Do you Remember Me?

Lucinda - Pottstown, Pennsylvania
Entered on May 21, 2008
Age Group: 18 - 30

Really though, if one person remembers, it could change a life… it did for me. It was one statement that brought meaning to my life. And although I always did know there was a purpose for living and I always did know everything would end the way it should, sometimes I just needed a reminder; that reminder came unexpectedly in a bowling alley about two years ago….

Before that day every summer for as long as I can remember I returned to summer camp year after year, and each year I remember interacting with the challenge campers, a group of campers that have disabilities-both mentally and physically. Each is their own person, and year after year they return, happier then ever to have fun and to see old friends.
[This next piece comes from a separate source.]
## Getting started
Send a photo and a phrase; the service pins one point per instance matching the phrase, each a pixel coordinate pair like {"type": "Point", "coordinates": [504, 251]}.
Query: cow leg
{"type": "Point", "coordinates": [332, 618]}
One in particular I always remembered, but then again I don’t think I could ever forget him. He had one of the biggest smiles whenever he was at camp; and everyone knew that he liked three things: girls, fire trucks and the band Kiss. Rodney, he was always a great camper, although shorter than me, he held himself as taller than most.

It was mid-January when I was asked to help at the Special Olympics. When I walked in the first thing I noticed was the extreme joy and anticipation from the athletes. I was assigned a group to help by simply giving high fives and making sure they knew when to go. After countless high fives, hugs and “good jobs” my group was finished their games. As they went to get their metals, I helped give out lunch. Standing behind the drinks after a long day I just wanted to go home; but then he walked through the door. Smiling and getting his lunch, I knew that underneath his Olympics T-shirt was probably one of his many Kiss shirts. I watched as Rodney went through the line, he took his juice and walked around, just as I thought he had left I heard his voice, “Do you remember me?” A lump grew in my throat and tears swelled in my eyes; it wasn’t because I remembered him, but that he remembered me.

I guess that’s all we really need in life, not simply to be remembered, but to have someone acknowledge that they remember you. I was never really friends with Rodney; in fact, I was never his counselor either. I was always simply another person at camp the same time he was and yet he remembered me. I figured life is too short to not tell someone the impact they had on you, regardless how big or small. So thank you Rodney, for reminding me that every person that I talk to, every person that I am near- I impact. And they, in turn, impact my life forever. This I believe.